Two Holland-based medical device companies in Genesis Innovation Group’s existing portfolio aim to fit that bill.
Magnesium Development Co. is developing surgical screws for orthopedic procedures to replace a torn ACL in knees. Using an alloy material found in daily vitamins that was developed by Livonia-based Nano Mag LLC, Magnesium Development has designed the screws to gradually dissolve and absorb into the body.
Magnesium Development recently closed on $600,000 in additional capital from existing investors that will fund a small clinical study in humans to test the safety and effectiveness of the screws, Ball said. The company to date has raised $1.6 million from investors.
The other company, Shoulder Innovations Inc., developed a shoulder-replacement system that costs less, offers greater stability and lasts longer than existing implants, enabling a patient to perhaps avoid subsequent replacement surgery years later.
Cultivate(MD) would become the latest venture capital fund based in Michigan and part of a growing industry that last year put $222 million into 54 startup companies, according to the Michigan Venture Capital Association. Health care and life sciences companies accounted for 34 percent of the amount invested in the state in 2016.
At the end of last year, the 25 venture capital funds based in Michigan had $2.4 billion in total capital under management, up 60 percent from five years earlier.
With a focus on health care and medical devices, Cultivate(MD) would be getting into sectors that other venture capital funds have been backing away from in recent years.
It’s a trend that the Advanced Medical Technology Association, or AdvaMed, worries is hurting innovation. An October 2016 report noted that venture capital investing in medical technology startups has declined sharply from a high of 13 percent of all investments in terms of dollar value to about 4 percent as of 2014. The percentage of VC funds investing in early-stage startups also declined from about 10 percent in the early 1990s to 3 percent in 2014.
A quarterly report on U.S. venture capital investing from Pitchbook.com and the National Venture Capital Association illustrates a similar trend over a decade with a small uptick the last two years.
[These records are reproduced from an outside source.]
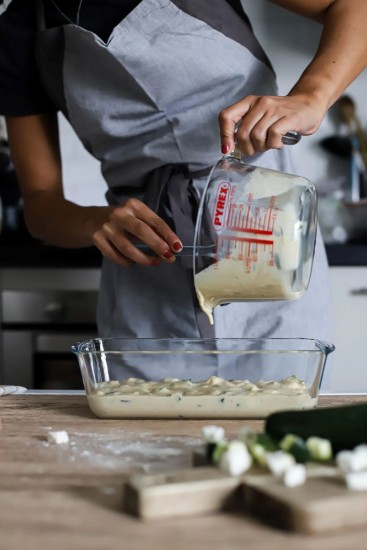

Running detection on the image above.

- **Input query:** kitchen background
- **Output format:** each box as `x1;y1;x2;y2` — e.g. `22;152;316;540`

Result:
0;0;367;392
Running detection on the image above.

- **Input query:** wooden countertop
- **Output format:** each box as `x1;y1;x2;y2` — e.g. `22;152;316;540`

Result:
0;394;367;550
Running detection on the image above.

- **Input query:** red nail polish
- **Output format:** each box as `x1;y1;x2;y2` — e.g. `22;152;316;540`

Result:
172;241;182;252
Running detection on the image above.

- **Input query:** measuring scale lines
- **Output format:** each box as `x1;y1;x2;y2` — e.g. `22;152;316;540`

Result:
217;194;277;273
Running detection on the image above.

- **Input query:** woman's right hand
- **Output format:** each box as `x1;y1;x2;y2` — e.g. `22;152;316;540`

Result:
92;198;182;266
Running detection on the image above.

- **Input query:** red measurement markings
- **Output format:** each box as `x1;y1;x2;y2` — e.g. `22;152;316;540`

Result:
227;202;276;235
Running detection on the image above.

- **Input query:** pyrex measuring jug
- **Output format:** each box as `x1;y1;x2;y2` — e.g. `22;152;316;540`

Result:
194;155;317;322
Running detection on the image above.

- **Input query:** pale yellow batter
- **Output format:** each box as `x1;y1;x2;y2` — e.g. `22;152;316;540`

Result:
87;376;317;418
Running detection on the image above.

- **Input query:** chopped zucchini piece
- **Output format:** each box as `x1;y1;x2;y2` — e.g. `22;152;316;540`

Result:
279;434;311;464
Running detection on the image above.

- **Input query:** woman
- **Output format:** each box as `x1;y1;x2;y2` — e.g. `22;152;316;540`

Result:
0;0;367;362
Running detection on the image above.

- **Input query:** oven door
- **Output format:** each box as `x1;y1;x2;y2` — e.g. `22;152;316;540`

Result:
0;290;98;389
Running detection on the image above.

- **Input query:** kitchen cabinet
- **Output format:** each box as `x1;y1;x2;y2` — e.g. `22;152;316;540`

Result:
327;266;367;393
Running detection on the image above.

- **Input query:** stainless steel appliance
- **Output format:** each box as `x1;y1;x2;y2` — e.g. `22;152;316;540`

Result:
0;290;98;389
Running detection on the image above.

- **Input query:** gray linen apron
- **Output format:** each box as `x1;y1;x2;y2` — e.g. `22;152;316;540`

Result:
37;0;331;386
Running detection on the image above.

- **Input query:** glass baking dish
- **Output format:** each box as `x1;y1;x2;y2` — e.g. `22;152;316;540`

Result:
72;338;334;419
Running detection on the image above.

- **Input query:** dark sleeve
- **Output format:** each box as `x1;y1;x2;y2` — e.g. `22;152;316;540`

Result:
226;0;251;27
0;0;57;116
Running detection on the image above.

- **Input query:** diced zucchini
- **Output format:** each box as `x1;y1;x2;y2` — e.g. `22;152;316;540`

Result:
279;434;311;463
306;437;333;462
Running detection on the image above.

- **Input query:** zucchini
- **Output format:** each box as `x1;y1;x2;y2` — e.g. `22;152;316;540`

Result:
279;434;311;464
265;403;367;454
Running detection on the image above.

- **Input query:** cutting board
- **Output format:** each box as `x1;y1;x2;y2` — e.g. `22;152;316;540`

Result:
125;453;367;534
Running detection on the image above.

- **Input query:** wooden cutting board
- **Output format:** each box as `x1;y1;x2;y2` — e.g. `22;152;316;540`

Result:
124;453;367;534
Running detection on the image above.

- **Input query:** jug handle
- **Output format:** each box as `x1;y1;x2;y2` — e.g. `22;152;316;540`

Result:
233;132;302;160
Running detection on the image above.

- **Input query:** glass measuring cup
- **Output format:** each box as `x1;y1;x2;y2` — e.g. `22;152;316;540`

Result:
193;154;317;323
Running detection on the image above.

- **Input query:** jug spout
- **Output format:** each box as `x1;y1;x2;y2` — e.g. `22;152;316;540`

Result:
194;155;317;323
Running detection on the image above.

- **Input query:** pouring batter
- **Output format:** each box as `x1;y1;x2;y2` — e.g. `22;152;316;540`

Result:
0;0;367;388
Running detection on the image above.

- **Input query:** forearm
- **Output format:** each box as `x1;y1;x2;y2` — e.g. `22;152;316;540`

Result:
25;191;111;248
289;0;367;111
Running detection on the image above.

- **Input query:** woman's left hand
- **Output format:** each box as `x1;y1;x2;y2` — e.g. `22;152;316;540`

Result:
219;95;327;156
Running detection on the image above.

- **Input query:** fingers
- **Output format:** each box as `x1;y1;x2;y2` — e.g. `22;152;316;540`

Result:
93;199;182;266
219;96;252;155
219;96;306;156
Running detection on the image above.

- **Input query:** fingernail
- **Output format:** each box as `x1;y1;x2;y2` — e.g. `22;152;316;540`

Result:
172;241;182;252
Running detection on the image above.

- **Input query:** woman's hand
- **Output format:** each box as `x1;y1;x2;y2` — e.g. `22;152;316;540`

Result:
92;199;182;266
219;95;327;156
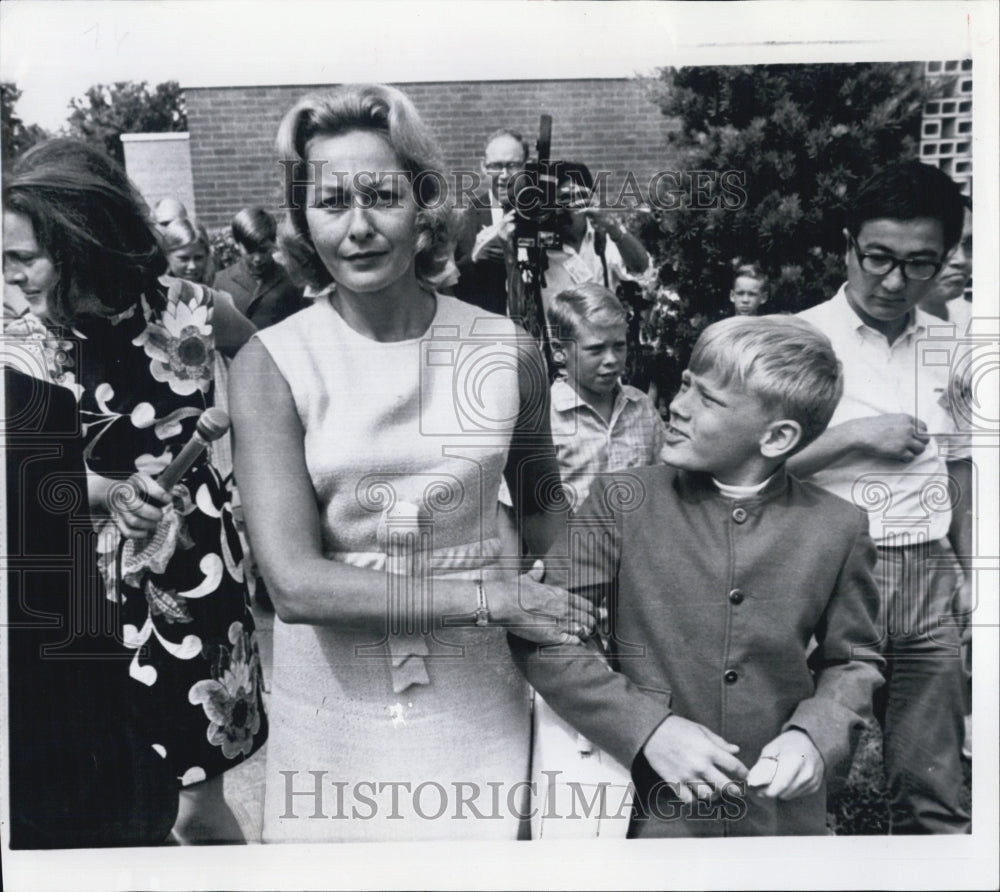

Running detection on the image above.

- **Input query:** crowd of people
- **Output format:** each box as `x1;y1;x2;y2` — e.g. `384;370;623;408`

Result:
3;78;971;848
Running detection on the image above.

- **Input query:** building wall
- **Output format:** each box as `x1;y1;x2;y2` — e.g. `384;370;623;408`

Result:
121;133;198;215
184;79;676;228
920;59;972;196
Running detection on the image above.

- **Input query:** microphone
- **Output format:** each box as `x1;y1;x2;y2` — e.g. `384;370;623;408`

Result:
156;407;229;492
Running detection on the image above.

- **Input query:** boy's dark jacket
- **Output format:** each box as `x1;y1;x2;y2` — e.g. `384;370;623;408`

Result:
512;465;883;836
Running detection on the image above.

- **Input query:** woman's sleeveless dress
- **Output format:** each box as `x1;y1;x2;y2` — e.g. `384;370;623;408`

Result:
257;295;530;842
72;276;267;786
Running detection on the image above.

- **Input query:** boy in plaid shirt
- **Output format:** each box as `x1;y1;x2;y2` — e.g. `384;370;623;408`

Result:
548;283;664;508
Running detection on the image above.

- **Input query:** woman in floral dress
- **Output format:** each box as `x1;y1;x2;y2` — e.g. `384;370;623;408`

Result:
4;140;267;843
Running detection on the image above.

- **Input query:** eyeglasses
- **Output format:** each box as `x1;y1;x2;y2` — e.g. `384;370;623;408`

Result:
851;236;944;282
483;161;524;173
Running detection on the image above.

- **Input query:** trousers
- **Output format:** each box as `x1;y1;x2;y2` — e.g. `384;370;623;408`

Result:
875;539;971;834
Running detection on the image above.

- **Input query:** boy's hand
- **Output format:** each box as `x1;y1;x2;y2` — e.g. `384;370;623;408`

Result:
750;728;826;799
643;715;747;804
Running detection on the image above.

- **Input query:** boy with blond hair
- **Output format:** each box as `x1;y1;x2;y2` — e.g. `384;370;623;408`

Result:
548;283;664;508
512;316;882;837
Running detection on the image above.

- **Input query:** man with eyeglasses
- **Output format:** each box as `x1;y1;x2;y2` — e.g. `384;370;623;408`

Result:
455;129;528;315
788;162;971;833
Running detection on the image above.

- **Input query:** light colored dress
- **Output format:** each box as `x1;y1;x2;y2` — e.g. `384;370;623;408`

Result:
257;295;530;842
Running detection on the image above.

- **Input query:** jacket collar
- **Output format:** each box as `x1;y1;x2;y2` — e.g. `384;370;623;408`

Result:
674;464;790;509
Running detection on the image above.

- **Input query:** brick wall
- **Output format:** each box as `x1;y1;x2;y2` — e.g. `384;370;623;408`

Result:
184;79;676;228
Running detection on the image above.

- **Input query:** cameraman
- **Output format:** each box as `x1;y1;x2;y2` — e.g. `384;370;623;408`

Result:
542;161;655;315
455;129;528;316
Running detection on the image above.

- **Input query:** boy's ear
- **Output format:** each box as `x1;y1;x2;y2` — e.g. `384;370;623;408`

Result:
760;418;802;458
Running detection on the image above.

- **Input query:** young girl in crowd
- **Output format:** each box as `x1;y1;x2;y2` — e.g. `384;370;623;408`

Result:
160;217;215;285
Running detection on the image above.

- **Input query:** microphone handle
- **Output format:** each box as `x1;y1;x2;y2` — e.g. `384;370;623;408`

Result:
156;431;208;492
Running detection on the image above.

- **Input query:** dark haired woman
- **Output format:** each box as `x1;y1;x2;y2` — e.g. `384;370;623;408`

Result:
3;139;267;843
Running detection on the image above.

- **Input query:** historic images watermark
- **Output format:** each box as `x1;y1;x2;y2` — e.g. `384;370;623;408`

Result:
275;769;748;821
278;165;747;214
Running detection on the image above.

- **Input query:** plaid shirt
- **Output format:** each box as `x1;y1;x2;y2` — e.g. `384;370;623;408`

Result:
551;379;664;510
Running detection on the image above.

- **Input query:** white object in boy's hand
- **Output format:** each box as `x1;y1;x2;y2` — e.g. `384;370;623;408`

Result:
747;756;778;787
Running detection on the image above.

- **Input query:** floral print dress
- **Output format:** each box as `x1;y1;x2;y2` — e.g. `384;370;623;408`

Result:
63;276;267;785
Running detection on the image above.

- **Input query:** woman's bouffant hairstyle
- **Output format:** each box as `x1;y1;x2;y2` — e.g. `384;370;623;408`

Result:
278;84;454;289
3;139;166;325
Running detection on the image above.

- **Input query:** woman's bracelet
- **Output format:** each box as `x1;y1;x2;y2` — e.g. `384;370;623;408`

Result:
476;579;490;626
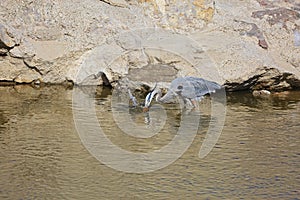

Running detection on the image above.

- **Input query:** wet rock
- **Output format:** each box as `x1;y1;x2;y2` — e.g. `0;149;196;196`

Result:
252;90;271;98
0;0;300;90
252;7;300;28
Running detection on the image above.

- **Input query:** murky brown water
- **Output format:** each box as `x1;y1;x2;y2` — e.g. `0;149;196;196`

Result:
0;86;300;199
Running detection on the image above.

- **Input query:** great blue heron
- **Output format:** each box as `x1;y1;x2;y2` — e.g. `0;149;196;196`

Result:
144;77;221;111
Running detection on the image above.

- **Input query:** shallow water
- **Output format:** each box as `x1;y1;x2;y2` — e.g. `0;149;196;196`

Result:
0;86;300;199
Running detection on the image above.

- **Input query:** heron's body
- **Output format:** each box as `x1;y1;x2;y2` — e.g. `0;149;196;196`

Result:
145;76;221;108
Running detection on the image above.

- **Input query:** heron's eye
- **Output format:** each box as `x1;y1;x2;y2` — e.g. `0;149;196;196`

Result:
177;85;183;90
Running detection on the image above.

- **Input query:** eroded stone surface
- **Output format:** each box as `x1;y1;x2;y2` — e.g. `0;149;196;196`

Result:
0;0;300;90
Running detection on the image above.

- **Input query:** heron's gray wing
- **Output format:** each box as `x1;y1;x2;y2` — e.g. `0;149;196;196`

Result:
185;77;221;97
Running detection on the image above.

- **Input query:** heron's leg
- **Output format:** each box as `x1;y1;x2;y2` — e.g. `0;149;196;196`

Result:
184;98;194;107
191;99;199;108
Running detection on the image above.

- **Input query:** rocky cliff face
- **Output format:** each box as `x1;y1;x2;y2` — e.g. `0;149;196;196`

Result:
0;0;300;90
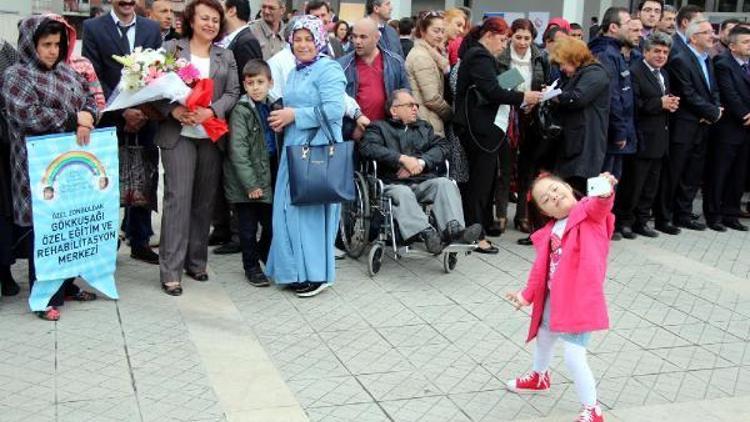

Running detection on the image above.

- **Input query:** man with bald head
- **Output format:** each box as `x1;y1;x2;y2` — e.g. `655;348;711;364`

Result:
338;18;410;139
146;0;179;41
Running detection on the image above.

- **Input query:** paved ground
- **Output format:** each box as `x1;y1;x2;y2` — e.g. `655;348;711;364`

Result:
0;205;750;422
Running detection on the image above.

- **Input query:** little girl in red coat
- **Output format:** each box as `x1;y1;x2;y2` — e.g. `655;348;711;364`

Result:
507;173;617;422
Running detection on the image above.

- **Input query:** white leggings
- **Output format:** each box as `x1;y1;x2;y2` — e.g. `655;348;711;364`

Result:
533;327;596;406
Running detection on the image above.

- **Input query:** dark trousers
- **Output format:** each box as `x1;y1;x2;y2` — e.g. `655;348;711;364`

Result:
0;215;16;267
654;122;708;224
461;145;498;238
234;202;273;273
703;142;750;223
495;142;516;219
122;207;154;248
602;154;624;180
211;166;239;241
614;156;662;227
25;228;81;306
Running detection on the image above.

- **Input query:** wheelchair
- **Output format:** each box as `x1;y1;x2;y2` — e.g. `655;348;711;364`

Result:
339;161;477;277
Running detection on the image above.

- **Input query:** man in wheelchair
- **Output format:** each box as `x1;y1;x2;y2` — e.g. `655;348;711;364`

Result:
359;90;482;254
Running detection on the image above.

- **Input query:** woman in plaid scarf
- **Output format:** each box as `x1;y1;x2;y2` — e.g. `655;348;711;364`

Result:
0;15;98;321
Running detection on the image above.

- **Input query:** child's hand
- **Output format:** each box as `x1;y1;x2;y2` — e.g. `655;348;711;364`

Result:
599;171;618;198
505;292;531;309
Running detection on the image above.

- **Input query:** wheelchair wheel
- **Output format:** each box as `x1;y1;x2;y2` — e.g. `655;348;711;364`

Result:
339;172;370;259
443;252;458;274
367;243;383;277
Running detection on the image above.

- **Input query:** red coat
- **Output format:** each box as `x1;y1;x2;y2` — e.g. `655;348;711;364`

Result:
521;195;615;342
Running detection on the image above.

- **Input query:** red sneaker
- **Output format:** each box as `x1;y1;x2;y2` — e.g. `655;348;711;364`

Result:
505;371;550;394
576;406;604;422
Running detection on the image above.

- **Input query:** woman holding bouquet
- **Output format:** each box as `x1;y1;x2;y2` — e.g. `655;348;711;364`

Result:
156;0;240;296
1;15;98;321
266;15;346;297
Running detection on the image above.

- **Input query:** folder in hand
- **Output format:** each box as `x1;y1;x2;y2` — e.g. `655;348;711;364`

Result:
497;67;523;89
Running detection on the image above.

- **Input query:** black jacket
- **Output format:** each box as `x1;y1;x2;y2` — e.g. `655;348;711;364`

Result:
453;38;523;150
714;50;750;145
227;26;263;86
667;49;720;127
555;63;609;178
359;119;450;183
669;32;690;62
589;35;638;154
630;60;671;158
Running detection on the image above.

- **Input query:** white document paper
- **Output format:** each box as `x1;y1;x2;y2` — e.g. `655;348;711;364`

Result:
494;104;510;132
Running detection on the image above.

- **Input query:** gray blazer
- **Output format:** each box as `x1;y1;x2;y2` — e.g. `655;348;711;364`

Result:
154;39;240;149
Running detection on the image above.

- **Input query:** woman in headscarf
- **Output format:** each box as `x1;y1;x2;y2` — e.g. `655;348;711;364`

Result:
0;40;20;296
1;15;98;321
266;15;346;297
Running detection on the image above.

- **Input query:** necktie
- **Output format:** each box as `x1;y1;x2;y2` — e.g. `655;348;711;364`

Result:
652;69;666;94
117;23;133;53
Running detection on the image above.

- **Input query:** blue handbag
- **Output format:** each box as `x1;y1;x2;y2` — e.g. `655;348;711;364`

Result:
286;107;354;205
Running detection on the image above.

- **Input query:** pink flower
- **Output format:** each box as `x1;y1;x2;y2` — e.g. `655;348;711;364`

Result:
143;66;164;85
177;63;201;86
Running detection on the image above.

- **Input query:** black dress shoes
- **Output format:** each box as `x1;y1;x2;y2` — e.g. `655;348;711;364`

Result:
675;220;706;232
724;220;748;232
655;223;681;236
633;224;656;237
620;226;638;239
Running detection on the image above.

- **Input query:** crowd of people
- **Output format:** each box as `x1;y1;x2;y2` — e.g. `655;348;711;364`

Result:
0;0;750;420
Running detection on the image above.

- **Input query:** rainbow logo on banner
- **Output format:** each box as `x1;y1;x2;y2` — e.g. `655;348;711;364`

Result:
42;151;109;200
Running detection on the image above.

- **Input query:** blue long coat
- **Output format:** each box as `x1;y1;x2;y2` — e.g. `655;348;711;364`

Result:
266;57;346;284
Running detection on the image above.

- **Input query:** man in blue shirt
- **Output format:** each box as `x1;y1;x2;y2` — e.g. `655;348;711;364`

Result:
655;17;723;234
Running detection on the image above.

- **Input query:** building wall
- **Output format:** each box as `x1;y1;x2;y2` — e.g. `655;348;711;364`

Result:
471;0;563;23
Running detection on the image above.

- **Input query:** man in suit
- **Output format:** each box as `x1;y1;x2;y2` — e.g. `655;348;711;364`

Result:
208;0;263;255
615;31;680;239
703;26;750;231
589;7;640;179
250;0;287;60
669;4;703;60
655;18;723;234
82;0;162;264
365;0;406;59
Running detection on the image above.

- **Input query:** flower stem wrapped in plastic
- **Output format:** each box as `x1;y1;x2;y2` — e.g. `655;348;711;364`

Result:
104;47;229;142
104;47;195;111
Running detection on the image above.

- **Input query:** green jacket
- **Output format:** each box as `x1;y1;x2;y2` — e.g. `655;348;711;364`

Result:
224;96;273;204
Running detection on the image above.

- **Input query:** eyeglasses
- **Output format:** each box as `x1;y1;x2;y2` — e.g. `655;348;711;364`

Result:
393;103;419;110
419;10;444;19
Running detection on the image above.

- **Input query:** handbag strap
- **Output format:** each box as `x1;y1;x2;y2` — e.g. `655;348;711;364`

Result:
315;107;336;145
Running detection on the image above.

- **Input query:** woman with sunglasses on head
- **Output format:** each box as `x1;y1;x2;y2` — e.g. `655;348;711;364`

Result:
453;17;542;254
406;11;453;136
495;19;554;237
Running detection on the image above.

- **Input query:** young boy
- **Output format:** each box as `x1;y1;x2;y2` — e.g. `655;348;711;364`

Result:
224;59;279;287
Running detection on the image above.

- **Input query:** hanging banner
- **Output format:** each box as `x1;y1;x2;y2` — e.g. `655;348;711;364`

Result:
26;128;120;311
529;12;549;44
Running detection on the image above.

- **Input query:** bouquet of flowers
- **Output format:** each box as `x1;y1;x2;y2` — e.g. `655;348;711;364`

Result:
104;47;229;142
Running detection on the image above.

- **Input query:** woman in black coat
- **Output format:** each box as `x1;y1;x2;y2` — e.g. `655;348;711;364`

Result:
552;38;609;192
495;18;554;233
453;17;542;254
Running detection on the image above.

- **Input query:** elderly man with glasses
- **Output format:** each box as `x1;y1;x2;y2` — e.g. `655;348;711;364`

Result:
360;90;482;254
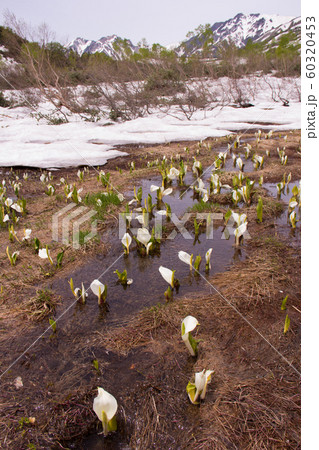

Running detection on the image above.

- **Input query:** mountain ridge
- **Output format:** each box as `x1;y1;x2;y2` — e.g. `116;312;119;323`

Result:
66;13;301;59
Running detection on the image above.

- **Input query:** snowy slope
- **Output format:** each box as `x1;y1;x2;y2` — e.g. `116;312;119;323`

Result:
179;13;300;55
66;34;138;59
0;77;300;168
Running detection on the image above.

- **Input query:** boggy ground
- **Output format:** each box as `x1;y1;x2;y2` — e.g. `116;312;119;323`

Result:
0;128;301;449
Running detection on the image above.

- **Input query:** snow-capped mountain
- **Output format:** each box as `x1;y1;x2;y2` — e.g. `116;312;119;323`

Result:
178;13;300;55
66;13;301;59
66;34;138;59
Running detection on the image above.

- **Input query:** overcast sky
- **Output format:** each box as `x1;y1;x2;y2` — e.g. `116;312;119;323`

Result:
0;0;300;45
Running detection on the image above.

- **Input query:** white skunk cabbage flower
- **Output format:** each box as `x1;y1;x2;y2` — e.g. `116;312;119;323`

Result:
4;197;13;208
11;203;23;213
74;283;88;303
150;184;173;200
93;388;117;436
186;369;214;405
178;250;193;270
158;266;175;289
182;316;198;356
289;211;297;228
205;248;213;270
136;228;152;254
38;246;53;264
231;211;247;226
288;197;299;210
236;158;244;170
22;228;32;241
121;233;132;255
234;222;247;245
90;280;106;304
167;167;179;180
232;189;241;204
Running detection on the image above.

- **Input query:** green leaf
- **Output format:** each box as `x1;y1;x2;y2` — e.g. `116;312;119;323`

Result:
49;317;56;333
107;416;117;431
225;209;232;225
188;333;199;356
92;359;99;372
284;314;290;334
194;255;202;270
257;197;263;223
56;250;64;267
186;381;198;405
280;295;288;311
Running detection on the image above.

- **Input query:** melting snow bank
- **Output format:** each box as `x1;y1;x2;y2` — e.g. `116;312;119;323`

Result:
0;76;300;168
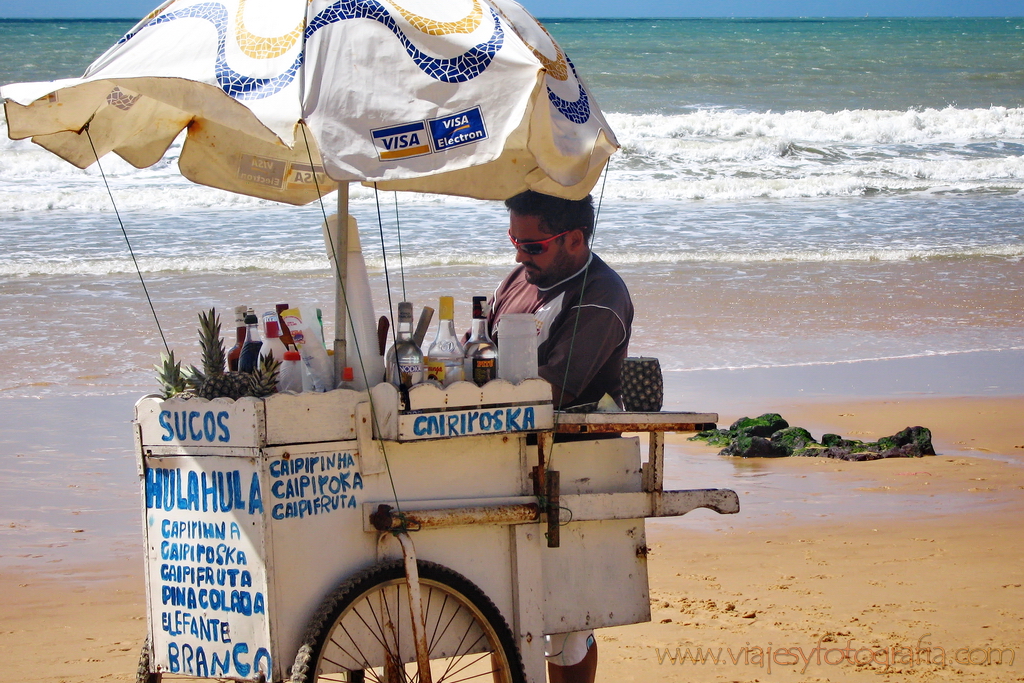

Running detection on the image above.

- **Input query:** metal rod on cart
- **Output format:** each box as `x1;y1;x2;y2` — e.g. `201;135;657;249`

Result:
370;503;544;531
337;182;348;383
395;531;433;683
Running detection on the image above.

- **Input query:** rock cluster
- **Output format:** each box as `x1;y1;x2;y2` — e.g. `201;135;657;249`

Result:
690;413;935;461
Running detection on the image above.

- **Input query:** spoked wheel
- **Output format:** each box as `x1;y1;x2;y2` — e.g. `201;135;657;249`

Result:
292;562;525;683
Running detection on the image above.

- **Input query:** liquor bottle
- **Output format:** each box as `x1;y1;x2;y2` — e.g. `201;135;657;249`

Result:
227;306;247;373
259;310;288;361
239;308;263;373
427;297;465;386
464;297;498;386
278;350;303;393
337;366;355;390
387;301;426;389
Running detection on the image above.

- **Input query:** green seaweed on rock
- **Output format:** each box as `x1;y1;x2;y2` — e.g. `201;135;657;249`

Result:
689;413;935;461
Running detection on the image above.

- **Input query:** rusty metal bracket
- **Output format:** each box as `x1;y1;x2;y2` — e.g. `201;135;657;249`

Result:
544;470;561;548
370;503;544;533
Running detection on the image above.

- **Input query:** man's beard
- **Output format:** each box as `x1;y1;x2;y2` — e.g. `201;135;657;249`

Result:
523;249;577;289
In terms of the dollar amount invested, life sciences accounted for 19.7 percent of investments last year, versus 24.8 percent in 2008. The number of investments in the sector as a percentage of all deals declined as well from 18.5 percent in 2008 to 11.3 percent in 2014. However, it moved up in the last two years to 12.1 percent.
Through the third quarter of 2017, life sciences has picked up further to account for 19.7 percent of the value of all venture capital investments and 13.5 percent of deals.
Despite the decline in the value of investments and deals in the sector, and the resulting sharp reduction of medtech startups nationally over the last 25 years, one veteran venture capital investor who targets health care companies believes investors still have plenty of opportunity in the industry.
“There are a ton of entrepreneurs looking for money,” said Jan Garfinkle, founder and managing partner at Arboretum Ventures Inc., an Ann Arbor-based venture capital fund that has $450 million in assets under management.
Arboretum Ventures has invested in about 40 companies since Garfinkle began her first fund of $7 million in 2002. The firm is now on its fourth fund, totaling $220 million, and has an active portfolio of 24 companies.
“There are still a ton of entrepreneurs that are starting companies in med devices and diagnostics,” Garfinkle said. “Every day we get two to four companies approaching us and that number has not gone down. If anything, it keeps rising.”